All TTS providers extend BaseTTSProvider, an abstract class that implements common OpenAI-compatible synthesis logic. Concrete providers only need to set name and tier and optionally override listVoices() or synthesize().

Provider Registration

Providers are created by the TTS Provider Factory (providers/tts-provider.factory.ts) based on configuration:

Tier	Provider Class	Engine	Requirements
`default`	`KokoroTtsProvider`	Kokoro-FastAPI	CPU only
`premium`	`ChatterboxTTSProvider`	Chatterbox TTS Server	NVIDIA GPU
`fallback`	`PiperTtsProvider`	Piper via OpenedAI Speech	CPU only

TTS Tier System and Fallback Chain

TTS uses a tiered architecture with automatic fallback:

Request with tier="premium"
    |
    v
[premium] Chatterbox available? --yes--> Use Chatterbox
    |                                         |
    no                                   (success/fail)
    |
    v
[default] Kokoro available? ------yes--> Use Kokoro
    |                                         |
    no                                   (success/fail)
    |
    v
[fallback] Piper available? -----yes--> Use Piper
    |                                         |
    no                                   (success/fail)
    |
    v
ServiceUnavailableException

Fallback order: premium -> default -> fallback

The fallback chain starts from the requested tier and proceeds downward. A tier is only attempted if:

It is enabled in configuration (TTS_ENABLED, TTS_PREMIUM_ENABLED, TTS_FALLBACK_ENABLED)
A provider is registered for that tier

If no tier is specified in the request, default is used as the starting point.

API Endpoint Reference

All speech endpoints are under /api/speech/ and require authentication (Bearer token) plus workspace context (x-workspace-id header).

POST /api/speech/transcribe

Transcribe an uploaded audio file to text.
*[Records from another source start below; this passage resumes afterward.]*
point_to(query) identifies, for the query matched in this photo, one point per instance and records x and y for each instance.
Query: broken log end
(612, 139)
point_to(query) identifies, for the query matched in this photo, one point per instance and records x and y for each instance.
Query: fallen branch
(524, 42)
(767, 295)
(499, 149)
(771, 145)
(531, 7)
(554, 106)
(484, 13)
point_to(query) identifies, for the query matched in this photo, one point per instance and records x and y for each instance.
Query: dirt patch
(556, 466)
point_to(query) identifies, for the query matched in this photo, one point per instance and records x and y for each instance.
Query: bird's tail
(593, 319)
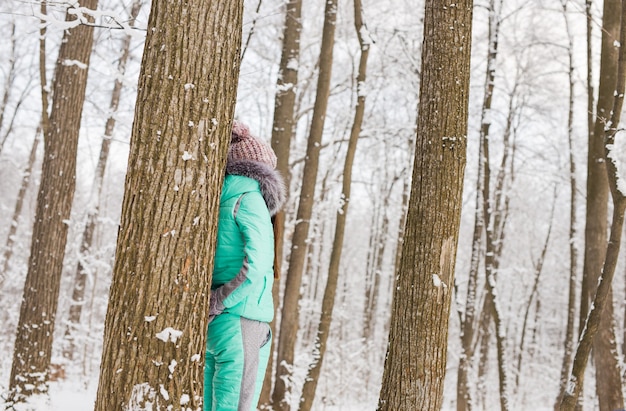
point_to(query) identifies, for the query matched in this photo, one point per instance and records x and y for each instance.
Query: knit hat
(245, 146)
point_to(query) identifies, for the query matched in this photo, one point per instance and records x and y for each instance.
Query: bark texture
(83, 269)
(290, 311)
(33, 344)
(416, 357)
(155, 328)
(328, 301)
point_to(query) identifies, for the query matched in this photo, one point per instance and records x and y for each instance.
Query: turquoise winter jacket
(243, 273)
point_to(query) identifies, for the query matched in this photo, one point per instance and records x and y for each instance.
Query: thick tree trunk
(328, 302)
(33, 344)
(155, 328)
(290, 311)
(416, 357)
(83, 270)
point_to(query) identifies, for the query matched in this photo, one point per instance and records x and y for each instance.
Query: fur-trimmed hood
(270, 181)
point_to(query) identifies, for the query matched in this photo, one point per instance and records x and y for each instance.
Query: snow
(169, 334)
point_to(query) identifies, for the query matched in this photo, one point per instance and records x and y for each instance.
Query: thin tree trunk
(290, 310)
(602, 297)
(153, 353)
(83, 269)
(464, 402)
(33, 344)
(19, 205)
(10, 77)
(573, 249)
(283, 131)
(538, 265)
(416, 358)
(328, 302)
(608, 378)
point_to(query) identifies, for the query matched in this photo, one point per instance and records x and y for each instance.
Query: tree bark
(10, 77)
(33, 344)
(156, 322)
(608, 379)
(416, 356)
(464, 400)
(328, 301)
(568, 344)
(290, 310)
(603, 299)
(83, 270)
(283, 130)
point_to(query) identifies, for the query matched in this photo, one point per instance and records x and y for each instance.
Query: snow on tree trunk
(33, 345)
(156, 322)
(416, 357)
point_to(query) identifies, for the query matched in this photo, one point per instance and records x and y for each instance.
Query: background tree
(602, 299)
(416, 357)
(154, 352)
(608, 379)
(283, 131)
(84, 267)
(330, 291)
(290, 310)
(35, 330)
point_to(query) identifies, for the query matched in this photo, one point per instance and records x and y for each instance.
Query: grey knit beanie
(245, 146)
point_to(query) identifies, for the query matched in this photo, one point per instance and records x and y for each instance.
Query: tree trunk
(464, 402)
(328, 302)
(283, 130)
(608, 379)
(43, 128)
(153, 353)
(10, 77)
(290, 310)
(602, 299)
(568, 344)
(19, 204)
(33, 344)
(83, 269)
(416, 356)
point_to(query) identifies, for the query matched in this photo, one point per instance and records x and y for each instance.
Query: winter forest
(477, 144)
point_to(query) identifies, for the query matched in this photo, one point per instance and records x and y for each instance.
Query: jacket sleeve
(255, 226)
Authentication: Bearer token + workspace membership Content-Type: multipart/form-data

Form Fields:

Field	Type	Required	Description
`file`	File	Yes	Audio file (max 25 MB)
`language`	string	No	Language code (e.g., "en", "fr"). Default: from config
`model`	string	No	Whisper model override. Default: from config
`prompt`	string	No	Prompt to guide transcription (max 1000 chars)
`temperature`	number	No	Temperature 0.0-1.0. Lower = more deterministic

Accepted Audio Formats: audio/wav, audio/mp3, audio/mpeg, audio/webm, audio/ogg, audio/flac, audio/x-m4a

Response:

{
  "data": {
    "text": "Hello, this is a transcription test.",
    "language": "en",
    "durationSeconds": 3.5,
    "confidence": 0.95,
    "segments": [
      {
        "text": "Hello, this is a transcription test.",
        "start": 0.0,
        "end": 3.5,
        "confidence": 0.95
      }
    ]
  }
}

Example:

curl -X POST http://localhost:3001/api/speech/transcribe \
  -H "Authorization: Bearer YOUR_TOKEN" \
  -H "x-workspace-id: WORKSPACE_ID" \
  -F "file=@recording.wav" \
  -F "language=en"

POST /api/speech/synthesize

Synthesize text to audio using TTS providers.
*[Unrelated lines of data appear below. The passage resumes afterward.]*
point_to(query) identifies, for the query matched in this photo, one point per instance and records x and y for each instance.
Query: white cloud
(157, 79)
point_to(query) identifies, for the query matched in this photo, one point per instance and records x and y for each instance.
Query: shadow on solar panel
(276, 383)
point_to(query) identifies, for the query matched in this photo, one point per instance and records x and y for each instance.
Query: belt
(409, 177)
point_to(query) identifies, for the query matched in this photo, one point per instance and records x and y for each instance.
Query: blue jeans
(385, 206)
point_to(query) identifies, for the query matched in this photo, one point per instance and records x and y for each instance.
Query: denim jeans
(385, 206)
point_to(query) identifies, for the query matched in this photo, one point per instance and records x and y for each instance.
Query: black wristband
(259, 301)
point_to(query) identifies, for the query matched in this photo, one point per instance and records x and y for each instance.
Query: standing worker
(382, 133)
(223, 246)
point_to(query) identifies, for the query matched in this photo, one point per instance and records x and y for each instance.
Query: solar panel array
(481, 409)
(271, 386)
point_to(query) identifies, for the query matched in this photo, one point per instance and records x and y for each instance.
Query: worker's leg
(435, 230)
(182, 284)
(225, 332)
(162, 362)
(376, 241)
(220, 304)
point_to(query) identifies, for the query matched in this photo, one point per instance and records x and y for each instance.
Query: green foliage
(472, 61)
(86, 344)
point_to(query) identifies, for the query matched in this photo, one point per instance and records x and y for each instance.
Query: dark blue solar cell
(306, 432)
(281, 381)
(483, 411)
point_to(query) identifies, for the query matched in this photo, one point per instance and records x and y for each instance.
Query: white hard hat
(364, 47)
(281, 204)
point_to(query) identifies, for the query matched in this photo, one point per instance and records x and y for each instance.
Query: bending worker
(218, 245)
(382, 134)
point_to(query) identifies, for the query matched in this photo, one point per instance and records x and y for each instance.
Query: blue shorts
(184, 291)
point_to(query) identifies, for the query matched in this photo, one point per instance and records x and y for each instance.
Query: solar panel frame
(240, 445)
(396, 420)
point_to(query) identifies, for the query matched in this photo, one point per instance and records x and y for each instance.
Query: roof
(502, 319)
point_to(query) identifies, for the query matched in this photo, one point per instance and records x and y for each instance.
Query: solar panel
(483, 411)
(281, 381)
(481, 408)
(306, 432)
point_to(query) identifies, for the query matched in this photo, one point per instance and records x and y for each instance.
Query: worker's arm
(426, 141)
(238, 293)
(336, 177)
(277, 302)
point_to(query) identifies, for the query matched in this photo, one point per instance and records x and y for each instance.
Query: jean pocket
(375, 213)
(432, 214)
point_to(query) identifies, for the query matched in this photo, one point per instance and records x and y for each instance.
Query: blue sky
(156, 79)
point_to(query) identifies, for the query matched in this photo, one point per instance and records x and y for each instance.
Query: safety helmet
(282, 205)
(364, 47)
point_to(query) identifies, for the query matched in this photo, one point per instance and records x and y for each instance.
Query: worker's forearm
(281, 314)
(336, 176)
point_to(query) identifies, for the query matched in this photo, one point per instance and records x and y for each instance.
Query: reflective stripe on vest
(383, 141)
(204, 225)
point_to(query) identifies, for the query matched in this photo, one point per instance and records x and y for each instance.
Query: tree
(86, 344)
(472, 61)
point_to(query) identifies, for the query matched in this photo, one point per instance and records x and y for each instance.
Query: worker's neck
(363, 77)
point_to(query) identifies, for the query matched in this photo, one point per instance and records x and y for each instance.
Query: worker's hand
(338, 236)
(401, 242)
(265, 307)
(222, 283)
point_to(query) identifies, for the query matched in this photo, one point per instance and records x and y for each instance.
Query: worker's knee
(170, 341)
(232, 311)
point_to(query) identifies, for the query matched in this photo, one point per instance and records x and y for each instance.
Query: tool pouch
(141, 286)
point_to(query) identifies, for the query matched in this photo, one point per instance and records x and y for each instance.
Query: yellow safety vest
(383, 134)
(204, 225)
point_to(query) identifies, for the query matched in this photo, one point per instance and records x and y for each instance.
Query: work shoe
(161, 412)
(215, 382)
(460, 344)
Authentication: Bearer token + workspace membership Content-Type: application/json

Request Body:

Field	Type	Required	Description
`text`	string	Yes	Text to synthesize (max 4096 chars)
`voice`	string	No	Voice ID. Default: from config (e.g., "af_heart")
`speed`	number	No	Speed multiplier 0.5-2.0. Default: 1.0
`format`	string	No	Output format: mp3, wav, opus, flac, aac, pcm. Default: mp3
`tier`	string	No	Provider tier: default, premium, fallback. Default: default

Response: Binary audio data with appropriate Content-Type header.

Format	Content-Type
mp3	`audio/mpeg`
wav	`audio/wav`
opus	`audio/opus`
flac	`audio/flac`
aac	`audio/aac`
pcm	`audio/pcm`

Example:

curl -X POST http://localhost:3001/api/speech/synthesize \
  -H "Authorization: Bearer YOUR_TOKEN" \
  -H "x-workspace-id: WORKSPACE_ID" \
  -H "Content-Type: application/json" \
  -d '{"text": "Hello world", "voice": "af_heart", "format": "mp3"}' \
  --output speech.mp3

GET /api/speech/voices

List available TTS voices across all tiers.

Authentication: Bearer token + workspace access Query Parameters:

Parameter	Type	Required	Description
`tier`	string	No	Filter by tier: default, premium, fallback

Response:

{
  "data": [
    {
      "id": "af_heart",
      "name": "Heart (American Female)",
      "language": "en-US",
      "tier": "default",
      "isDefault": true
    },
    {
      "id": "am_adam",
      "name": "Adam (American Male)",
      "language": "en-US",
      "tier": "default",
      "isDefault": false
    }
  ]
}

Example:

curl -X GET 'http://localhost:3001/api/speech/voices?tier=default' \
  -H "Authorization: Bearer YOUR_TOKEN" \
  -H "x-workspace-id: WORKSPACE_ID"

GET /api/speech/health

Check availability of STT and TTS providers.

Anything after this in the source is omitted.